Mit eher geringen Erwartungen fing ich gestern Abend an zu lesen, weil ich sowieso zu nichts anderem Lust hatte. Als ich auf die Uhr sah war es ca. 20 Uhr. Zuerst wundere ich mich: So große Schrift. Die vom Verlag haben wohl versucht wenig Text aufzublasen, damit es nach mehr aussieht. Zudem frage ich mich bei den ersten Seiten, was das Geschriebene mit dem eigentlichen Thema zu tun hat. Trotzdem lese ich weiter. Der Stil ist schön locker und flüssig, also lässt es sich leicht lesen.
Man bekommt die Geschichte der 17jährigen Katharina erzählt, die vom Land in die große Stadt auszieht, um zu studieren. Da sie zwei Klasse übersprungen hat wird sie wohl auf der Uni das Küken sein. WG ist vorher schon organisiert worden. Sie freut sich ungemein auf ihre beiden Mitbewohnerinnen. Doch der anfängliche Freudentaumel verwandelt sich rasch ins Gegenteil. Zoe ist eine Art Mischung aus Gothic und Punk, ist erstmal nicht sonderlich nett. Dann kommt Lilja ins Spiel. Eine hochnäsig wirkende umwerfend hübsche Tochter aus stinkreicher Familie, die scheinbar nur so zum Spaß studiert.
Bereits von der ersten Sekunde an erweckt Lilja den Eindruck Katharina nicht ausstehen zu können. Bissige Kommentare oder eisiges Schweigen und Ignoranz sind an der Tagesordnung. Lilja nutzt offenbar jede Gelegenheit, um Katharina davon zu überzeugen, sie sei unerwünscht. Katharina hingegen findet Lilja wunderschön. So dünn, wie ein Engel leicht und luftig.

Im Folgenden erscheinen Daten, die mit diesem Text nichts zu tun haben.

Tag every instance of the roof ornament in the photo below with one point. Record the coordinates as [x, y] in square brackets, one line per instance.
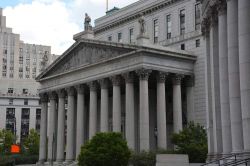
[87, 21]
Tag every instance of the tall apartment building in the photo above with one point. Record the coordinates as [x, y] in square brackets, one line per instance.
[20, 63]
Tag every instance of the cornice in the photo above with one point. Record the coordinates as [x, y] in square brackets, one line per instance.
[135, 15]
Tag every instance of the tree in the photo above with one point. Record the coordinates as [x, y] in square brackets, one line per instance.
[192, 140]
[7, 138]
[31, 143]
[105, 149]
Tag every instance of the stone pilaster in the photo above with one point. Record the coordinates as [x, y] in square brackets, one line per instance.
[43, 129]
[116, 81]
[104, 105]
[161, 111]
[93, 109]
[177, 103]
[80, 118]
[70, 152]
[130, 110]
[61, 126]
[144, 109]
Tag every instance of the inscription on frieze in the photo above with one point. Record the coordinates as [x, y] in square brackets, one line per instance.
[85, 55]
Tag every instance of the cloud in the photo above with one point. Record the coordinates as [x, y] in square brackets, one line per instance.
[54, 22]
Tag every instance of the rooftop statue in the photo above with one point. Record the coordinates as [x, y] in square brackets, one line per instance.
[87, 21]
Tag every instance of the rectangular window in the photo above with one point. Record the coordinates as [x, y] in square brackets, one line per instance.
[110, 38]
[10, 119]
[182, 21]
[197, 16]
[169, 26]
[10, 90]
[120, 37]
[197, 43]
[131, 36]
[156, 30]
[26, 102]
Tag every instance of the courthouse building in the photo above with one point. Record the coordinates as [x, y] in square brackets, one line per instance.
[146, 70]
[20, 63]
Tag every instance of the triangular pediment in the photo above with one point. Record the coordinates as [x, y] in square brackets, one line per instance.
[83, 54]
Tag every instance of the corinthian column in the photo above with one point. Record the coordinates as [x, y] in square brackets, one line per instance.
[224, 85]
[215, 82]
[244, 59]
[144, 109]
[52, 127]
[116, 80]
[234, 76]
[161, 111]
[92, 109]
[43, 129]
[70, 153]
[61, 127]
[104, 105]
[80, 119]
[177, 103]
[130, 110]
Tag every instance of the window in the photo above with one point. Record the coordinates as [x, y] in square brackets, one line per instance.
[25, 101]
[110, 38]
[131, 36]
[120, 37]
[25, 91]
[10, 90]
[182, 46]
[169, 26]
[182, 21]
[197, 43]
[197, 16]
[156, 30]
[10, 101]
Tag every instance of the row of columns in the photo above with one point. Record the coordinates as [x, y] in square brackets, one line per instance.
[228, 67]
[76, 119]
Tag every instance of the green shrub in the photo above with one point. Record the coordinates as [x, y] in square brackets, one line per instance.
[143, 159]
[192, 140]
[105, 149]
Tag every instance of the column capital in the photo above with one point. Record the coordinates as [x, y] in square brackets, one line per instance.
[189, 81]
[79, 89]
[177, 79]
[70, 91]
[222, 6]
[61, 93]
[52, 95]
[92, 86]
[43, 97]
[129, 77]
[161, 77]
[143, 73]
[116, 80]
[104, 83]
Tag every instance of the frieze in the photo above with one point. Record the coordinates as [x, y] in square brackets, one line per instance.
[85, 55]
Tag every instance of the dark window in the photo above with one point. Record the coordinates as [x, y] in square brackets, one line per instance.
[110, 38]
[131, 35]
[156, 30]
[26, 102]
[120, 37]
[197, 16]
[197, 43]
[182, 46]
[169, 26]
[182, 21]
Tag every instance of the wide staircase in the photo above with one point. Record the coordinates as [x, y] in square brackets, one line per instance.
[237, 159]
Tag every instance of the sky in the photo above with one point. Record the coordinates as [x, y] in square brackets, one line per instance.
[53, 22]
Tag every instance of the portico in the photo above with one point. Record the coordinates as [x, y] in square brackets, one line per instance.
[103, 86]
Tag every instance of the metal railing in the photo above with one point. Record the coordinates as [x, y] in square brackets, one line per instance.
[230, 160]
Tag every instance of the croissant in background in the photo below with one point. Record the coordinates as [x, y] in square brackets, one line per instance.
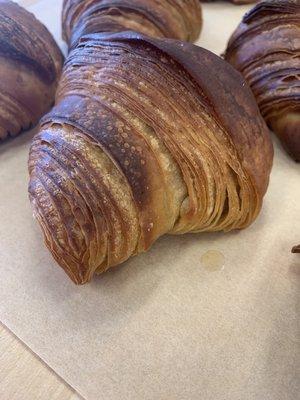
[30, 62]
[158, 18]
[144, 140]
[265, 49]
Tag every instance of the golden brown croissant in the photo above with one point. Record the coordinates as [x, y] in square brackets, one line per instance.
[265, 48]
[30, 64]
[148, 136]
[178, 19]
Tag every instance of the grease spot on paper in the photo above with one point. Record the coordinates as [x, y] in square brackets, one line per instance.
[213, 260]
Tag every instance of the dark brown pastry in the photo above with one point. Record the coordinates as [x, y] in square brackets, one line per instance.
[30, 65]
[265, 48]
[148, 136]
[178, 19]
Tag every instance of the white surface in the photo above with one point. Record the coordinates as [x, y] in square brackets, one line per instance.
[162, 326]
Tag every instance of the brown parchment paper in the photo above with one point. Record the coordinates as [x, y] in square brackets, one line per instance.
[177, 323]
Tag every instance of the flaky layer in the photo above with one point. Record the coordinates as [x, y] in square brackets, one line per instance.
[178, 19]
[30, 63]
[265, 48]
[143, 142]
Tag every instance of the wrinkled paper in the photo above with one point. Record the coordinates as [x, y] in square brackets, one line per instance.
[206, 316]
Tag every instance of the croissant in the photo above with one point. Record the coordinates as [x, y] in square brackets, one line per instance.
[265, 48]
[158, 18]
[144, 140]
[30, 62]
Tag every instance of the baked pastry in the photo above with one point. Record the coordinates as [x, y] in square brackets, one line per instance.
[158, 18]
[31, 63]
[144, 140]
[265, 48]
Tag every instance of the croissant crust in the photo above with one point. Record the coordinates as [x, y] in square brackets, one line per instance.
[139, 146]
[265, 49]
[31, 63]
[158, 18]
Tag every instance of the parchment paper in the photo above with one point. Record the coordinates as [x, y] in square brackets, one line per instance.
[173, 324]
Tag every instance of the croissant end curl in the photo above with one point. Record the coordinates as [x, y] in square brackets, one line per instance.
[30, 65]
[148, 136]
[265, 48]
[178, 19]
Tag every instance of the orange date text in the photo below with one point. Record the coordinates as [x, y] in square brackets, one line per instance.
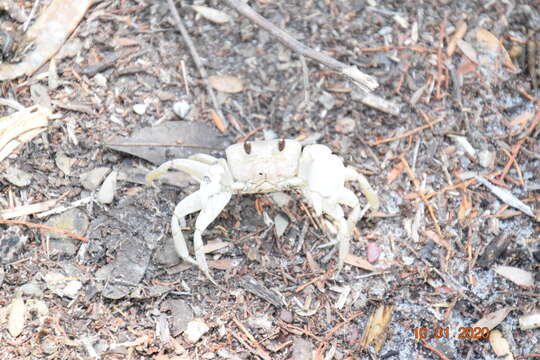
[444, 333]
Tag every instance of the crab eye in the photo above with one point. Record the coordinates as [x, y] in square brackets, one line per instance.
[247, 147]
[281, 144]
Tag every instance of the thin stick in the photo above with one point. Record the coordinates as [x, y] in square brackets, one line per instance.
[517, 147]
[422, 196]
[406, 134]
[433, 350]
[45, 227]
[336, 328]
[251, 338]
[366, 82]
[202, 71]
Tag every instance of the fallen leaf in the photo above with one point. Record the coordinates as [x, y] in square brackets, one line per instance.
[359, 262]
[217, 16]
[21, 127]
[171, 140]
[46, 36]
[376, 328]
[226, 83]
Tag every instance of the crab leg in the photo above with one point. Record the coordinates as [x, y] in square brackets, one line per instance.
[190, 204]
[194, 168]
[352, 175]
[215, 204]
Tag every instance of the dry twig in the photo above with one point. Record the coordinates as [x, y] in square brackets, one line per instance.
[364, 81]
[202, 71]
[45, 227]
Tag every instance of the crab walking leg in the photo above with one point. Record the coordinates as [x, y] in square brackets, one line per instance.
[215, 204]
[334, 210]
[194, 168]
[352, 175]
[190, 204]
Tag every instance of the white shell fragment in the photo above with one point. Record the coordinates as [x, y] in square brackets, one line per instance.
[506, 196]
[181, 108]
[106, 193]
[529, 321]
[516, 275]
[493, 319]
[500, 345]
[17, 317]
[139, 109]
[464, 144]
[195, 330]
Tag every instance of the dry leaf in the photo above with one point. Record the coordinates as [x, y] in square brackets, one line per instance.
[487, 40]
[21, 127]
[17, 317]
[226, 83]
[217, 16]
[516, 275]
[170, 140]
[46, 36]
[458, 35]
[500, 346]
[493, 319]
[376, 328]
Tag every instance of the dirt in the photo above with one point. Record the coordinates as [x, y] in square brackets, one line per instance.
[434, 251]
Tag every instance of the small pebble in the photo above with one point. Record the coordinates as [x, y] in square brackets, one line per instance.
[373, 252]
[18, 177]
[106, 193]
[90, 180]
[139, 109]
[181, 108]
[286, 316]
[100, 80]
[195, 330]
[302, 349]
[345, 125]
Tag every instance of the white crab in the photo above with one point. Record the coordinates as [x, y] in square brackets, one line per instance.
[266, 166]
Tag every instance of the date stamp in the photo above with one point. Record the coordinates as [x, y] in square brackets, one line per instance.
[475, 333]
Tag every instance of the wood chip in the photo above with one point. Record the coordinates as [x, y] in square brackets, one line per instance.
[516, 275]
[226, 83]
[500, 345]
[21, 127]
[376, 328]
[359, 262]
[506, 196]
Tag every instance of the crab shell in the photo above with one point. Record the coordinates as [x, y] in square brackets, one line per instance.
[267, 166]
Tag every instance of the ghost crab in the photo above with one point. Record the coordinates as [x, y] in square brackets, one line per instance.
[267, 166]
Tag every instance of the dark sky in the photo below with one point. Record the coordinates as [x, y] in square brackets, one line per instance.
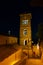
[9, 16]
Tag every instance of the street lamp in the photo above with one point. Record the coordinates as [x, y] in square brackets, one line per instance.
[9, 32]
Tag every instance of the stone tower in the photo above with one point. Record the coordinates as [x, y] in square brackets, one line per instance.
[25, 29]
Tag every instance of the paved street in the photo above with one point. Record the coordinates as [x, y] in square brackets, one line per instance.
[35, 61]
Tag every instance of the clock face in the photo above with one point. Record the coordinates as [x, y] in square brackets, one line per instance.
[24, 21]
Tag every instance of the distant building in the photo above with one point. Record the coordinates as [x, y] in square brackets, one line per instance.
[25, 29]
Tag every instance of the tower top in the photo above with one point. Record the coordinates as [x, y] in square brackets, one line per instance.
[26, 14]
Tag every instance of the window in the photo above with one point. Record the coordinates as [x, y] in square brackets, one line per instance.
[25, 32]
[24, 21]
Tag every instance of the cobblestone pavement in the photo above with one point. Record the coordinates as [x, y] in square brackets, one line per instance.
[35, 61]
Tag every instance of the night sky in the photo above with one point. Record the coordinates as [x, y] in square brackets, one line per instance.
[9, 17]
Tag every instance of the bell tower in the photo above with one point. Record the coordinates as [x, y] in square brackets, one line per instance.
[25, 29]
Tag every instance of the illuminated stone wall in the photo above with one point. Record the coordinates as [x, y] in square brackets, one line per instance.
[25, 29]
[7, 40]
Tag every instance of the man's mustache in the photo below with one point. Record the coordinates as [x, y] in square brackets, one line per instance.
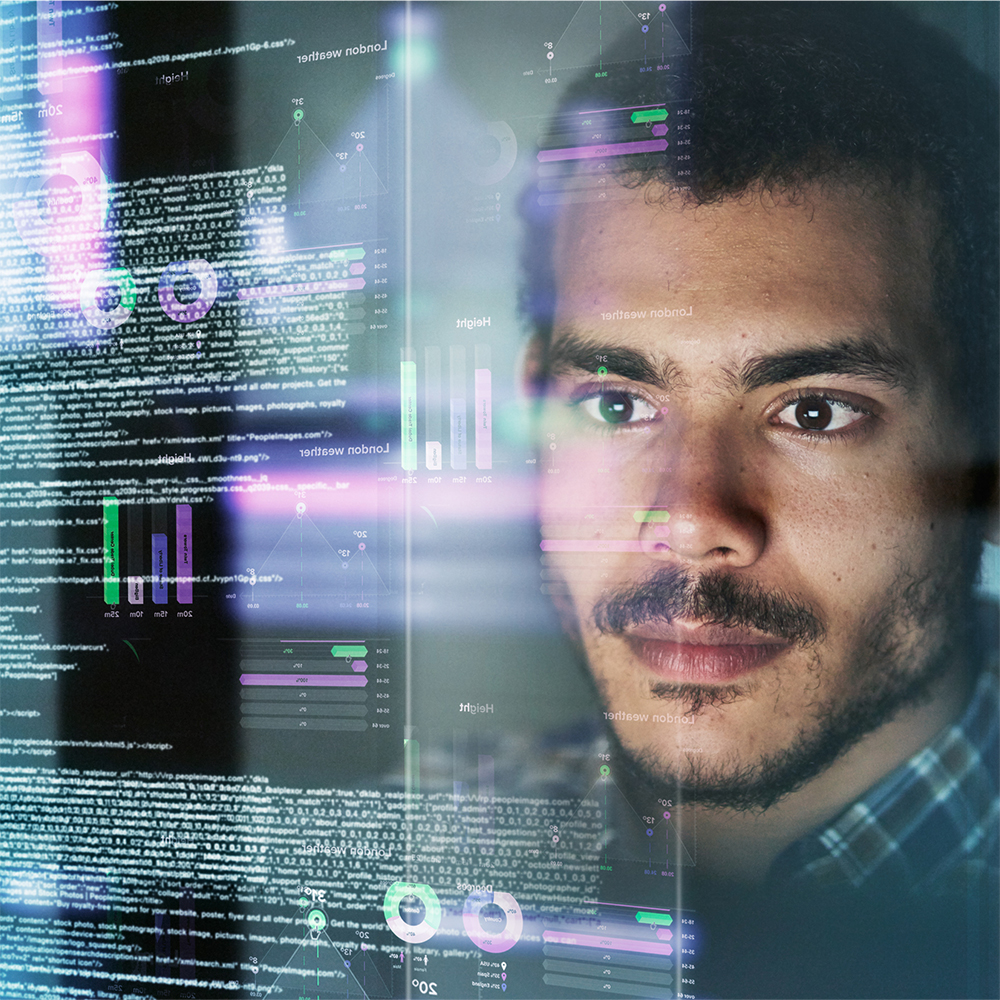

Die Spannung in der WG findet ihren Höhepunkt, als Katharina einen Plan schmiedet. Sie will so sein wie Lilja. Hübsch, nur in Designerkleidung gehüllt und mit Scharen von Freunden umgeben. So beginnt der Kreislauf.
Erst eine Diät. Immerhin ist sie fett, wiegt mehr als Lilja, deren Hüftknochen man unter dem Kleid hervor stechen sieht, was doch der Traum aller Männer sein muss. Erst sind es vier Kilo. Die kleine Speckrolle am Bauch verschwindet. Besessen davon, mehr und mehr wie Lilja zu werden, werden es immer weniger Kilos. Von Größe 38 geht es abwärts. In Richtung 36 und noch weiter. Irgendwann wird der Plan zu einem Kampf. Gegen sich selbst und gegen den Hunger, der bald Katharinas Gedanken beherrscht. Das Studium und die damit verbundene Arbeit wird als Ablenkung davon genutzt.
Was Katharina nicht weiß: Hinter Liljas stolzen und gleichgültigen Fassade verbirgt sich ein Geheimnis, was ihr schon bald zum Verhängnis werden könnte. Und Katharina ist auf dem besten Wege den gleichen Weg einzuschlagen, ohne es bewusst wahrzunehmen.
Heute Nachmittag las ich die letzte Seite, klappte das Buch zu und musste mich noch einmal davon überzeugen, auch wirklich nur so wenig Geld dafür ausgegeben zu haben. Ich lese schnell, aber ich hätte nie erwartet, innerhalb von zwei Tagen (insgesamt 3 Stunden Lesezeit) fertig zu werden.
Mein Urteil: Gut. Trotz flüssigem Schreibstil liest man nicht, ohne nachzudenken. Eher im Gegenteil. Zu einem sehr kleinen Teil habe ich mich mit Katharina identifizieren können, da mich das Thema selbst betrifft/betroffen hat. Die Gedankengänge waren teilweise sehr bekannt. Besonders tiefenpsychologischen Firlefanz sucht man jedoch vergebens. Der ist auch nicht nötig, wie ich finde.
Als Jugendbuchautorin konzentriert sich Brigitte Blobel auf eben jene Zielgruppe. scheinbar gibt es in der Buch- und Romanwelt keine Frau über 19 Jahre, die unter Magersucht leidet. Oder ich habe einfach noch kein Buch gefunden mit dem Thema gefunden.
Wer da einen Geheimtipp für mich hat, kann sich gerne bei mir melden.
Alles in allem ein gutes Buch, für das es sich lohnt ein paar Euro und Lesestunden zu investieren. Einen Link zu Amazon gibts allerdings nicht. Dort hat mich schon auf die Palme gebracht, dass sie den Klappentext vom Buch falsch aufgeschrieben haben. Tut eurem Buchhändler einen Gefallen und schaut bei ihm vorbei. Damit sichert ihr seinen Arbeitsplatz. Kommt mir aber bitte nicht mit einer Ausrede. "Das trau ich mich nicht, sonst denkt der noch, dass ich krank bin und schaut mich schräg von der Seite an, als hätte ich damit persönlich was zu tun!" Pfff! Wer "Die Welle" kauft, muss noch lange nicht wie die Protagonisten agieren.